The problem is that if the splice is made at the subframe frameline rather than the frameline the image sequence, instead of being left-right-left-right-left-right, will become left-right-right-left-right so that the left subframe will appear in the right subframe position (and vice versa) so the subframes will be improperly polarized.  The result is that pseudostereoscopic image.  This can happen with alarming frequency.  Technicolor, by their own admission, hasn’t got a fix. The hallmark of a perfected stereoscopic projection system is that it ought to require little operator attention – not any more care than projecting a 2D movie.  The stereoscopic digital cinema has succeeded because it is almost foolproof. 

The above-and-below format was the inspiration for my first stereoscopic electronic display.  I invented the first electronic flicker-free field-sequential stereoscopic system, and it’s the basis for the vast majority of stereoscopic displays, including the DLP-based stereoscopic cinema.  Whether it’s Master Image, Real D, XpanD or Dolby, they all uses something I invented, namely that if you present left and right images rapidly in sequence at a sufficiently high field rate, when you look at them through an appropriate selection device, you will see a flicker-free stereoscopic image.  And it was the above and below format, its electronic or video version, that I used to get a flickerfree image.  StereoGraphics got started by tricking the 60Hz infrastructure into running at 120Hzs. And that’s how the new stereoscopic TV industry is going about it. 

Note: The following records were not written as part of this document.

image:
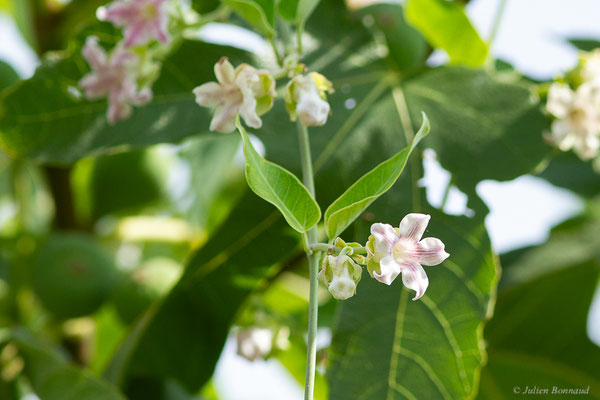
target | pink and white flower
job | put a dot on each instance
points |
(245, 90)
(114, 77)
(142, 20)
(393, 251)
(305, 99)
(577, 112)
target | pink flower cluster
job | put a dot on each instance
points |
(116, 75)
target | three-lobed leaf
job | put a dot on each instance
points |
(446, 25)
(280, 188)
(342, 212)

It may not always be the specific invention that counts; it’s the infrastructure.  That’s something I learned as a boy reading about Thomas Edison.  It’s not the invention of the light bulb that’s the golden key, although it’s a pretty good invention.  It’s the invention of the electrical distribution system that enables light bulbs, toasters, and every other electrical appliance.  

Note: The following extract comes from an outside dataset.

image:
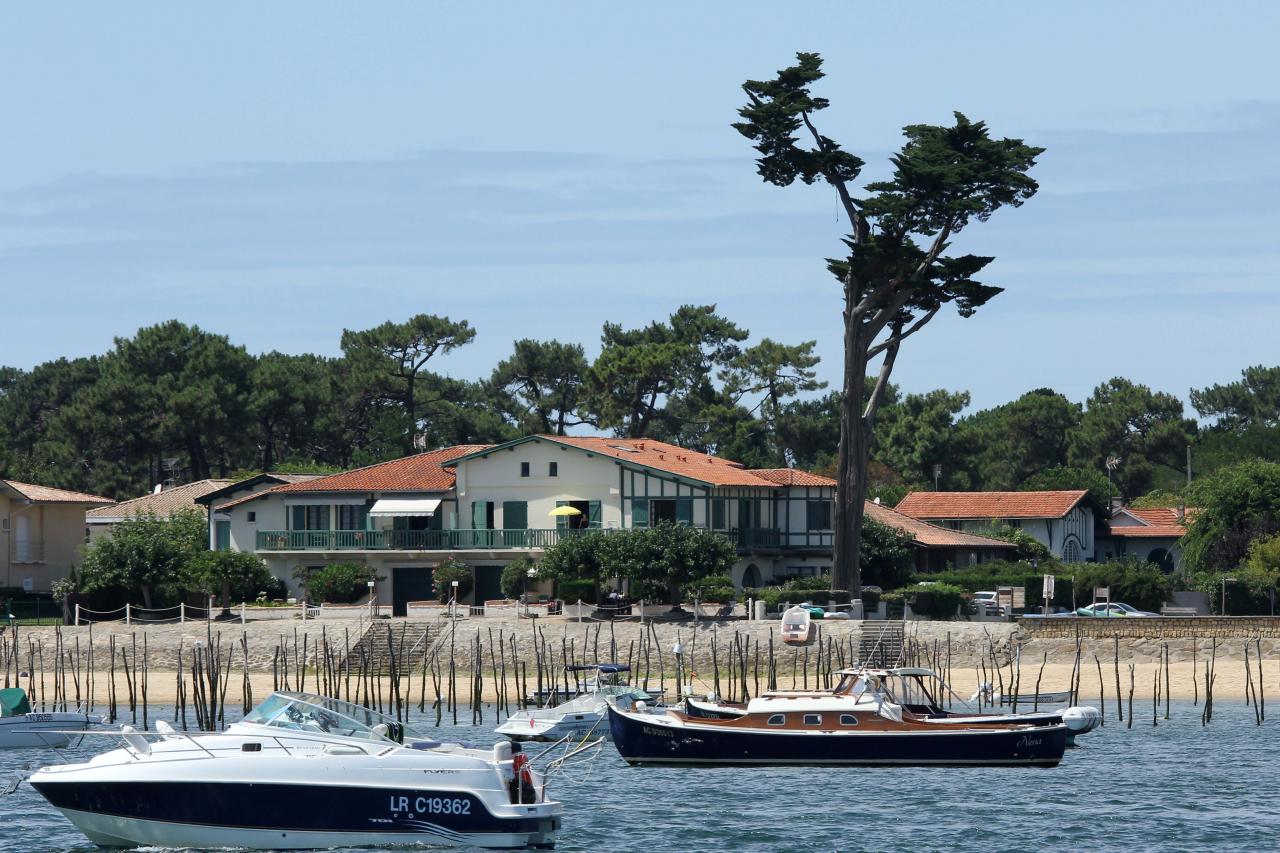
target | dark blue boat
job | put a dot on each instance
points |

In my life as an inventor Edison’s example has guided me.  I knew that I had to create a flicker-free system that worked with the existing computer graphics and television infrastructure, so I chose the above-and-below format.  The above-and-below format for video is an elegant solution, if I do say so myself.  That’s because subfield or subframes that are spatially sequential become temporally sequential if handled properly.  Looking at a above-and-below image on a 60Hz monitor one will see a left and a right image above and below each other.  But if the monitor is goosed to run at 120 fields per second those two subfields will play at 120 fields per second with 60 lefts and 60 rights concatenated.  Each subfield can occupy the entire height of the monitor’s screen – not half the height of the screen. A synchronization pulse must be added within the subfield vertical blanking area so that the monitor can synch to the signals, but once this is done, the image can be perceived to be stereoscopic when viewed through shuttering eyewear, for example.  

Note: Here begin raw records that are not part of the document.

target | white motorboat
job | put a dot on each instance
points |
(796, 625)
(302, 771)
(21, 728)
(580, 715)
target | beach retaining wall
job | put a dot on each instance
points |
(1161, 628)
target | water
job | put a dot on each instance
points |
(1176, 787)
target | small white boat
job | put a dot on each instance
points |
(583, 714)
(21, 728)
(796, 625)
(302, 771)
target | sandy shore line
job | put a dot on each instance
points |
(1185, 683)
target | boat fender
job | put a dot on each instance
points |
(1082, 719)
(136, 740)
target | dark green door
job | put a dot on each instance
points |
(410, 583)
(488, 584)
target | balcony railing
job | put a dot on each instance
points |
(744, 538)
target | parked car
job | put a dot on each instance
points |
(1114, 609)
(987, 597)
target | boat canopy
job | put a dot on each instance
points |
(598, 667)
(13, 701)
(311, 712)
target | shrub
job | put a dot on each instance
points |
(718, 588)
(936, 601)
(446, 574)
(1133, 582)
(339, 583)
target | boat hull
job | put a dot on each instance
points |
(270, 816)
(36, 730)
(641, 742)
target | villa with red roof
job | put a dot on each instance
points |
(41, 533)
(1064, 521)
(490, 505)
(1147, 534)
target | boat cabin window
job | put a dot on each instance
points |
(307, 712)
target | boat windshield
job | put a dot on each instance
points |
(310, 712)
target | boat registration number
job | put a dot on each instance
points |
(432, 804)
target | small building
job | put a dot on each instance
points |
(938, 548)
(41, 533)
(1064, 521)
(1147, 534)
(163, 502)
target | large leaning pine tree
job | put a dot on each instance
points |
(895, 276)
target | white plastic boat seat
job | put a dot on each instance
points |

What worked wonderfully well for electronic stereoscopy turned out to be a flop for film projection.  Resurrecting it at this time springs from the recognition that at the film industry has a problem. There are not going to be enough stereoscopic digital projection theaters for some time to come.  There are too many shows being released and too few theaters.  That’s the problem but the over/under system 35mm film system is not the answer. It’s undependable.